# how would you make *this* cut?



## mzimmers (Sep 6, 2007)

I've asked a lot of these "how would you" questions here, and LJ has yet to fail me.

This time I want to create the cut in the end of a 2×4 so that I can insert another 2×4 into the end of it. Since I can't draw a picture, I'll describe what wood is to be removed: a 1.5×1.5×3.5 bar from the middle of an end. The wood being cut is going to be stood on end, and support a long crosspiece running through the slots that I'm trying to figure out how to do.

These slots don't have to be perfect, but I'd like a reasonably tight fit. I though of running the work end-ways into my table saw to get the sides of the cut, but I'm kind of at a loss at how to finish the bottom of the channel.

The wood is PTF, if that makes any difference.

Thanks, guys, as always.


----------



## derosa (Aug 21, 2010)

Best bet is a band saw if you have one, Mark off the area to be removed and make a series of cuts then chop out the waste with a chisel. Other wise a jig saw might be better doing the same as above. Move slow on the two side cuts to make sure the blade doesn't wander outside your lines. Table saw isn't that great for what you want to do unless the board is short and you have a tenon jig to hold the board steady.


----------



## RogerInColorado (Jan 18, 2013)

I'd use a handsaw if you don't have or can't borrow a band saw. The probability of getting a straight cut with a jigsaw on a 1.5 thick board is pretty remote. I'd call what you are trying to do a bridle joint. Not precisely, but close enough to get the point across.


----------



## Buckethead (Apr 14, 2013)

Just go right for the chisels. This also helps up the points on your man card.


----------



## Dark_Lightning (Nov 20, 2009)

I have one of these that makes short work of these kind of joints, and it's really quiet.
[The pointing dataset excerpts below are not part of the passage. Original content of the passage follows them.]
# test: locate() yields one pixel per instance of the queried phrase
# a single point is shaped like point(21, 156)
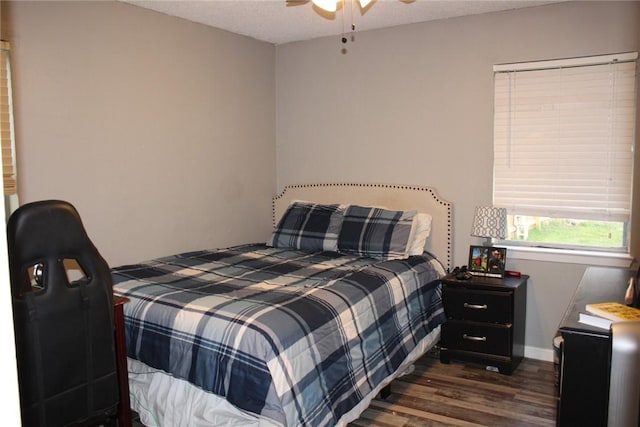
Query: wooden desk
point(124, 407)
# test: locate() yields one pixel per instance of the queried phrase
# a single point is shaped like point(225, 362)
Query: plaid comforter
point(296, 337)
It'll make your cuts in short order and is easy to control. Though you may want to use a glove on the off hand, in case of a skip. This baby is sharp. The rest is chisel work.
http://www.rockler.com/takuma-240mm-ryoba-saw


----------



## mzimmers (Sep 6, 2007)

Thanks for the suggestions, guys. I kind of figured there'd be some chiseling in this project, but I was hoping for a miracle answer.

Of course, I could buy a bandsaw, but it's Sunday and I'm not sure what Lowe's has to offer (they're the only game in town).


----------



## Buckethead (Apr 14, 2013)

Embrace the chisels. "Use the Force, zimmers."


----------



## mzimmers (Sep 6, 2007)

Hahaha…my chisel "set" is pretty embarrassing; maybe that's what I should invest in.
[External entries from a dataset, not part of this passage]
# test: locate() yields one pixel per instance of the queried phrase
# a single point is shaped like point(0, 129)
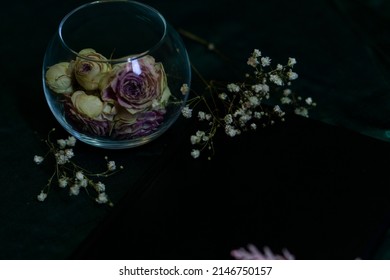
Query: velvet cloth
point(317, 186)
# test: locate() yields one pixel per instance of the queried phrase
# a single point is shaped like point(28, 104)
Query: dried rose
point(141, 124)
point(138, 85)
point(89, 113)
point(59, 78)
point(88, 105)
point(89, 68)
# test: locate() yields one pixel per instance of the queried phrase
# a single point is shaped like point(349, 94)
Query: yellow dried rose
point(88, 105)
point(59, 78)
point(89, 68)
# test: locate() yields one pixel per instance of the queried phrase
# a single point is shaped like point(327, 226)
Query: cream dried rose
point(89, 68)
point(59, 78)
point(88, 105)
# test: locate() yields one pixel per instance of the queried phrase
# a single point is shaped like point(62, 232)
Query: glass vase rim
point(128, 58)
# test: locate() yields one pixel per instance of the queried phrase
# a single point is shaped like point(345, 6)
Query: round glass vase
point(116, 74)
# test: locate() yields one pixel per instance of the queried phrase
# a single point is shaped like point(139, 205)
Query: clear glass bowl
point(116, 74)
How does PTF react to being chiseled, anyway?


----------



## Buckethead (Apr 14, 2013)

I'm not sure what PTF is. Is that pressure treated fir?
Just use the circular saw to cut out as much material as possible, then finish with the chisels. It will take less time than driving to lowes.


----------



## Buckethead (Apr 14, 2013)

But having a sharp chisel would make a far easier job of it. High dollar chisels are not required.

Oh… And if it's wood, it'll chisel. Some woods are harder than others, but it sounds like you actually have a fairly easy task.

If you have an old abused chisel that is dull, and a grinder, you could make do for sharpening there. But just go slow as to not overheat the steel. Don't turn it blue.


----------